CONGRESSPERSON SKYPACK: Well you had better rethink your short-sighted design. My constituent told me winglets are the latest thing on my last junket to Barbados with them. You NASA people should know that winglets add efficency to wingtips! You should at least be looking at them.
CONGRESSPERSON SMOOT: Yes, winglets are a good idea REP SKYPACK, they sound sexy. I would also like to see them use landing gear from manufacturer X.
CP SKYPACK: Yes, Manufactuirer X is in your district right SMOOT? They make tires for cars. Why, they would need at least 15 million to develop an aircraft grade landing system don't you think? Good idea...if you'll vote for my winglets I'll....
SMOOT: Sounds great! OK!
NASA Administrator: Gentlemen, we will require neither winglets or landing gear for our capsule. We can make it safer and cheaper without them. Don't you understand?
SKYPACK: I understand that your system better have wings and tires ADMIN, or you'll get no approval from THIS committee. In addition, I am going to cut your development budget while adding these two features to your design to make me look fiscally responsible, and don't you dare go over budget!
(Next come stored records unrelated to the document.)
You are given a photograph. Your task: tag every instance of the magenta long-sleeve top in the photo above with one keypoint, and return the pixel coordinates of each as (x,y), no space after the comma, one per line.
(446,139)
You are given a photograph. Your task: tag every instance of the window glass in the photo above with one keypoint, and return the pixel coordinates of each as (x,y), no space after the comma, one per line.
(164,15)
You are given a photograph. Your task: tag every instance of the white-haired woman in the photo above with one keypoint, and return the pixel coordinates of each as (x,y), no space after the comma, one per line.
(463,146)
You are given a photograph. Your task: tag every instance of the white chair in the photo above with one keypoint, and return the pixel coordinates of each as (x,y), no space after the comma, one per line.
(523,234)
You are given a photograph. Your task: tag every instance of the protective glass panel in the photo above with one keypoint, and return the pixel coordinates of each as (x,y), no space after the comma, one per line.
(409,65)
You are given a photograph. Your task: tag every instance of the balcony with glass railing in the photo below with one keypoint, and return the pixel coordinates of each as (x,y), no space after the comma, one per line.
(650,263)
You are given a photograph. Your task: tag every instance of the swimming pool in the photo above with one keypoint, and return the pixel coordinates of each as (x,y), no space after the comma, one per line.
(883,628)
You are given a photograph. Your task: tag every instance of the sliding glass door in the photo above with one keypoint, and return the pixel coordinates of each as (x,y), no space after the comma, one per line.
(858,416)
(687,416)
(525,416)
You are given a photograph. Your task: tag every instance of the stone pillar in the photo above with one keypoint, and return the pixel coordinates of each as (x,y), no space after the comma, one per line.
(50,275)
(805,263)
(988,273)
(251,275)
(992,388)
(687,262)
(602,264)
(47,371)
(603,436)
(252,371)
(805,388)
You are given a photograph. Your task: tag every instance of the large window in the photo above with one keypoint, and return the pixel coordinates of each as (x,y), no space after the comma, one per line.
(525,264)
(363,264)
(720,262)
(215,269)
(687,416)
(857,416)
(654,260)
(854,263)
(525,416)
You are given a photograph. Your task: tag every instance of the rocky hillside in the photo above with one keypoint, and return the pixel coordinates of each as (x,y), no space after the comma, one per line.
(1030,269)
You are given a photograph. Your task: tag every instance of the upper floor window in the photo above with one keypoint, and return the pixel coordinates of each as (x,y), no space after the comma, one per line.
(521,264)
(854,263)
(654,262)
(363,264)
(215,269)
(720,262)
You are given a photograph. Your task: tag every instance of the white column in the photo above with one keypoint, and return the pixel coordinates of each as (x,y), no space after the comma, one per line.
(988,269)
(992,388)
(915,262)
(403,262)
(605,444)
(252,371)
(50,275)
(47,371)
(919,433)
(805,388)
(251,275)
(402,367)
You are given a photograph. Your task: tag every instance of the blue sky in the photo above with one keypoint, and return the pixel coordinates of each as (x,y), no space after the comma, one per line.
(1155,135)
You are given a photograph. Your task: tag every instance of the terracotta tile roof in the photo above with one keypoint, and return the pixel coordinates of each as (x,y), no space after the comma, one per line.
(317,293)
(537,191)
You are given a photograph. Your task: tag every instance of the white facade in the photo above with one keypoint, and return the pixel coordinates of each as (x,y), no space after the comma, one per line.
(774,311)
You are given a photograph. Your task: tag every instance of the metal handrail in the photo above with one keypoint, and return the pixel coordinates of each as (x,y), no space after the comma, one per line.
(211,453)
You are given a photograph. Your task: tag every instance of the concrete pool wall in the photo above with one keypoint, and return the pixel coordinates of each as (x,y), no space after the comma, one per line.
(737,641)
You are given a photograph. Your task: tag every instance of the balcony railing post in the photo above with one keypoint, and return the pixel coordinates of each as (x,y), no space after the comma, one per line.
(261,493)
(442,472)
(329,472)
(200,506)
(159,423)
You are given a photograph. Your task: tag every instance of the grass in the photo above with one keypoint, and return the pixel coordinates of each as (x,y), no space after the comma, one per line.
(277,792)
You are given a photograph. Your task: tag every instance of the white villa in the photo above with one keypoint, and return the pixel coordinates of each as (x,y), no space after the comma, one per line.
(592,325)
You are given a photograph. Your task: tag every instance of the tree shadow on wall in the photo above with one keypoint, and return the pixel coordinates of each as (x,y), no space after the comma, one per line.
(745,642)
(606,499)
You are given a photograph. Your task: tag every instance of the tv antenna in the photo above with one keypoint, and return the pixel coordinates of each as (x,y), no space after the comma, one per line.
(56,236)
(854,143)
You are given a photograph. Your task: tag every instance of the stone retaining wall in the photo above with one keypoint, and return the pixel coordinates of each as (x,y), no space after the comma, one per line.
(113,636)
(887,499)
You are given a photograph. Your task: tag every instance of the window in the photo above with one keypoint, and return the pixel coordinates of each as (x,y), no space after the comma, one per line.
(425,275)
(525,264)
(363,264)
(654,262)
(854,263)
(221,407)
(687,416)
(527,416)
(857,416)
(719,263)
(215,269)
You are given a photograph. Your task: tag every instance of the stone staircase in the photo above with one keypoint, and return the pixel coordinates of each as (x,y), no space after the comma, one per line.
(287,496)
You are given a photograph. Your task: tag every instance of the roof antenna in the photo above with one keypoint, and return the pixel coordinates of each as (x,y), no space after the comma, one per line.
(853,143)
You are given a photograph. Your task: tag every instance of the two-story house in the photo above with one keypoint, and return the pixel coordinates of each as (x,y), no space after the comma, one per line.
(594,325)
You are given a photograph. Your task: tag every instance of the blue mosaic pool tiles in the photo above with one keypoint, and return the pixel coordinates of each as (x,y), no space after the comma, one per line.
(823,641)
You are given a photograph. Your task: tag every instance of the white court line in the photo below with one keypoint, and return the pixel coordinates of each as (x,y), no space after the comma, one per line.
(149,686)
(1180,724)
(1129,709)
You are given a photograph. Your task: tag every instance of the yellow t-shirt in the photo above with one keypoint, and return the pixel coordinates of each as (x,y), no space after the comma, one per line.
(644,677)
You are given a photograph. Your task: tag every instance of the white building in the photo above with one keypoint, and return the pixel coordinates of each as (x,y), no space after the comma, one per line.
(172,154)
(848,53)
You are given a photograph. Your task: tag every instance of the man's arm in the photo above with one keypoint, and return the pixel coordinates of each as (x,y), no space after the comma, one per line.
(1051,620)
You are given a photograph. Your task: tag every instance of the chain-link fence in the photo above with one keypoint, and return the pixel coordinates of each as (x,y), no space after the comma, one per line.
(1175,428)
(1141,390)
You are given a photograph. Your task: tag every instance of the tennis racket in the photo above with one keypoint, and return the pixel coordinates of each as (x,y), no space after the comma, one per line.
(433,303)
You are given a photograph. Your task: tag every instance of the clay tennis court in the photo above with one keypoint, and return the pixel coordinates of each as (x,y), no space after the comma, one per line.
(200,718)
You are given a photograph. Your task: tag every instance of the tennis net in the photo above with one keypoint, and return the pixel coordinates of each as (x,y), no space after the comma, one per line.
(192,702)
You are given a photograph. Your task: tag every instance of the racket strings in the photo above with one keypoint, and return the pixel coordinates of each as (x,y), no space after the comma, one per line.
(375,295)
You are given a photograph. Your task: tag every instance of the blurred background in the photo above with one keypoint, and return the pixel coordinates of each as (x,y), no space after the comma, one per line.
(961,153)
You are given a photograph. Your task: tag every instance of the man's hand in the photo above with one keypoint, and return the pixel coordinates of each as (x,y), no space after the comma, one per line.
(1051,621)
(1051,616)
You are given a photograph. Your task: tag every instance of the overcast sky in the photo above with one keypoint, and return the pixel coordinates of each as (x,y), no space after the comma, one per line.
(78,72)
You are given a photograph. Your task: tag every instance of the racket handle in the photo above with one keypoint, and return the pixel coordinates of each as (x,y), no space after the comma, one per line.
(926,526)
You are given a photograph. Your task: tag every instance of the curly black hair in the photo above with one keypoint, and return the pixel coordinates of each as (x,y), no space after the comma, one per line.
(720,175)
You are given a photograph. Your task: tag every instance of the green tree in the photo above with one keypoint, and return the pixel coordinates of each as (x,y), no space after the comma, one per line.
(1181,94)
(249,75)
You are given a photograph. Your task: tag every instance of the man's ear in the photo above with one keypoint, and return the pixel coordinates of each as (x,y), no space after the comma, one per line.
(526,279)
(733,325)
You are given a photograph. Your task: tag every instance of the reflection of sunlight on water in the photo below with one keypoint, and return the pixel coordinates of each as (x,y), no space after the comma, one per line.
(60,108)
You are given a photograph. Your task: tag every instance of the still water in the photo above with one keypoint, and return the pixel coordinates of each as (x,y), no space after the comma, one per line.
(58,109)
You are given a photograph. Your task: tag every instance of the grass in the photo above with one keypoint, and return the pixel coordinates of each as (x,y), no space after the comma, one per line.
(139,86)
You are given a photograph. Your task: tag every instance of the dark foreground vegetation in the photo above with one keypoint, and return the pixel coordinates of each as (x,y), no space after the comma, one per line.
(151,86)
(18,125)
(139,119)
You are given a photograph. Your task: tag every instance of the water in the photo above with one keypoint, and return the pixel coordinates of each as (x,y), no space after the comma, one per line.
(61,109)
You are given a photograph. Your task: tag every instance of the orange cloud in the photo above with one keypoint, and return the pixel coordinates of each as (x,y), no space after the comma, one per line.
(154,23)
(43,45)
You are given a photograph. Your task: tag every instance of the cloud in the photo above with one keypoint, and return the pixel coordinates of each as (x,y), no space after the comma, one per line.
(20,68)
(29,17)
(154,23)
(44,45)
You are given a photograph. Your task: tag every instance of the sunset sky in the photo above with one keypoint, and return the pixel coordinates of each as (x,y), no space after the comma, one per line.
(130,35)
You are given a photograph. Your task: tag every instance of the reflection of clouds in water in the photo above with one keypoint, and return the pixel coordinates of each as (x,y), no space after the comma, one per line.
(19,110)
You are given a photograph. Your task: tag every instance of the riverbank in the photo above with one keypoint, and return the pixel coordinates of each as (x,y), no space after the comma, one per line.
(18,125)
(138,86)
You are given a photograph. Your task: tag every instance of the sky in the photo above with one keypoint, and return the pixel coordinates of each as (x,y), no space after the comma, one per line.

NASA ADMIN: Where is a gun, I need to shoot myself immediately.
SMOOT: Theres a firearm manufacturer in my district ADMIN, if you could purchase....
And the stupidity continues.
"Curiosity killed the cat, but for a while I was a suspect."- Steven Wright
Over Macho Grande?
Funny you should ask. Along with the pilot, the other two seats will just so happen to be occupied by a monkey and a meatloaf! That way, if the space craft blows up, hey, it's only 1 pilot, a monkey and his meatloaf. They just saved 2 pilots!
Authority questions you. Return the favor.